One gradian equals exactly π/200 radians (approximately 0.015708 rad). Since π/200 ≈ 0.01571, each gradian is a very small fraction of a radian — reflecting that gradians (400 per circle) are a finer division than radians (≈6.283 per circle).
100 grad = π/2 radians (approximately 1.5708 rad). This is the right angle benchmark — 100 gradians, 90 degrees, and π/2 radians all represent the same quarter-circle rotation, expressed in three different angular unit systems.
400 grad = 2π radians (approximately 6.2832 rad). A full circle is 400 gradians and 2π radians — the two defining values of each system. This relationship is the source of the π/200 conversion factor.
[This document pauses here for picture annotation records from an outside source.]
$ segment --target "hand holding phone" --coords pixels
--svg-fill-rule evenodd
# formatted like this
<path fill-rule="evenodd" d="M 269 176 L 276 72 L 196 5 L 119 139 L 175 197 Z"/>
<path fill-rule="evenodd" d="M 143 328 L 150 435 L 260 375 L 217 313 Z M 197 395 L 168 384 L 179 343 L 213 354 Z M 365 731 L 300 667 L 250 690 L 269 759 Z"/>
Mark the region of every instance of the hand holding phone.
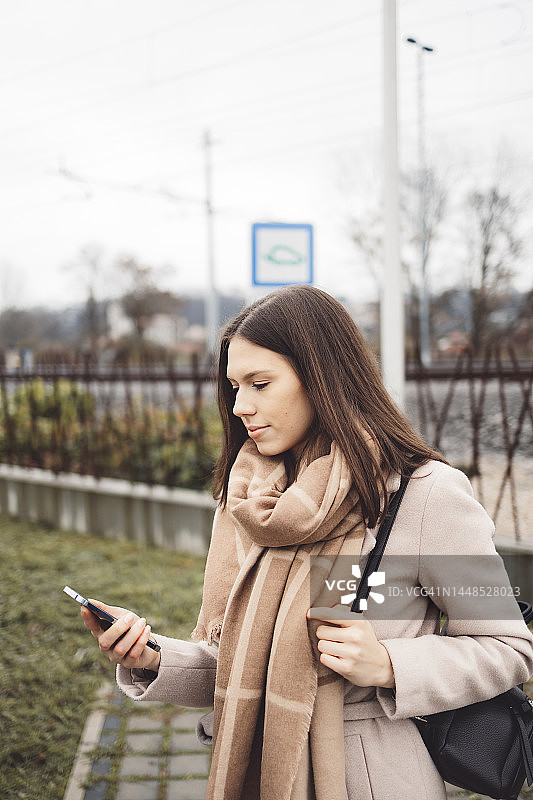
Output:
<path fill-rule="evenodd" d="M 159 668 L 161 648 L 149 639 L 151 629 L 145 619 L 124 608 L 86 600 L 69 586 L 63 591 L 80 603 L 85 626 L 112 663 L 133 669 Z"/>

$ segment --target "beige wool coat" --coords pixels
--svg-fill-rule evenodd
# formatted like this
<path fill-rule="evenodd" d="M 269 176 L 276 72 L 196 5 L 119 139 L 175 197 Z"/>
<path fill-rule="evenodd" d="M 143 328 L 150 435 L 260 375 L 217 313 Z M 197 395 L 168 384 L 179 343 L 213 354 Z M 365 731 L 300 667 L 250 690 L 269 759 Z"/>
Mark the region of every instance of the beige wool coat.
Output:
<path fill-rule="evenodd" d="M 394 491 L 398 486 L 399 476 L 394 475 L 387 488 Z M 375 533 L 367 531 L 362 556 L 372 550 Z M 467 585 L 475 577 L 475 559 L 457 556 L 496 557 L 493 533 L 492 521 L 462 472 L 437 461 L 416 470 L 386 554 L 409 556 L 404 585 L 423 586 L 430 594 L 404 592 L 395 598 L 394 619 L 367 617 L 388 650 L 396 685 L 394 690 L 362 688 L 346 681 L 348 800 L 445 800 L 443 781 L 411 717 L 493 697 L 533 674 L 533 636 L 518 613 L 515 619 L 461 620 L 462 600 L 440 591 L 445 583 Z M 448 564 L 453 575 L 446 574 Z M 503 562 L 498 570 L 494 583 L 508 585 Z M 464 574 L 458 574 L 461 571 Z M 516 606 L 512 598 L 510 602 Z M 438 635 L 439 609 L 449 617 L 447 636 Z M 119 666 L 120 688 L 139 701 L 211 706 L 217 647 L 155 638 L 161 645 L 157 678 L 149 681 L 143 671 Z M 212 732 L 210 723 L 208 716 L 199 726 L 205 743 Z"/>

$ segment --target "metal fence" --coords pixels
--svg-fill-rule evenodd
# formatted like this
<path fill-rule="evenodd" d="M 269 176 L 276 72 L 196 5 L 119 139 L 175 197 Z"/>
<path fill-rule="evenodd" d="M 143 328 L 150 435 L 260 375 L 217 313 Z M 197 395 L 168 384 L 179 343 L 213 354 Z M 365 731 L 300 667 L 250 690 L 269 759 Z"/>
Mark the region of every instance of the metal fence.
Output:
<path fill-rule="evenodd" d="M 533 532 L 533 361 L 469 351 L 407 367 L 407 413 L 473 480 L 497 530 Z M 49 365 L 0 370 L 0 461 L 55 472 L 206 488 L 220 443 L 212 372 Z"/>
<path fill-rule="evenodd" d="M 219 443 L 211 397 L 212 376 L 194 358 L 181 370 L 1 370 L 0 461 L 206 488 Z"/>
200 grad = π radians (approximately 3.14159 rad). A straight angle (half circle) is exactly 200 gradians and exactly π radians — one of the cleanest cross-system benchmarks, useful for quick mental verification of conversions.
The factor π/180 converts degrees to radians (since a full circle = 360° = 2π rad, giving 1° = π/180 rad). The factor π/200 converts gradians to radians (since a full circle = 400 grad = 2π rad, giving 1 grad = 2π/400 = π/200 rad). The difference between 180 and 200 reflects the different circle divisions: 360 degrees vs 400 gradians per full rotation.
On a scientific calculator, set the mode to RAD, then multiply your gradian value by π/200. Alternatively, first convert gradians to degrees by multiplying by 0.9, then convert degrees to radians by multiplying by π/180. Both routes give the same result. Some advanced calculators have a direct unit conversion function (often under CONV or ANGLE menus) that handles grad → rad automatically.
No major programming language has built-in gradian support — all standard trigonometric functions in Python, JavaScript, C, Java, MATLAB, and R use radians exclusively. To work with gradian input in code, you must manually convert: rad = grad * Math.PI / 200 (JavaScript) or rad = grad * math.pi / 200 (Python) before passing the value to sin(), cos(), or tan(). Some surveying-specific libraries and GIS toolkits include gradian conversion utilities, but the underlying math always operates in radians.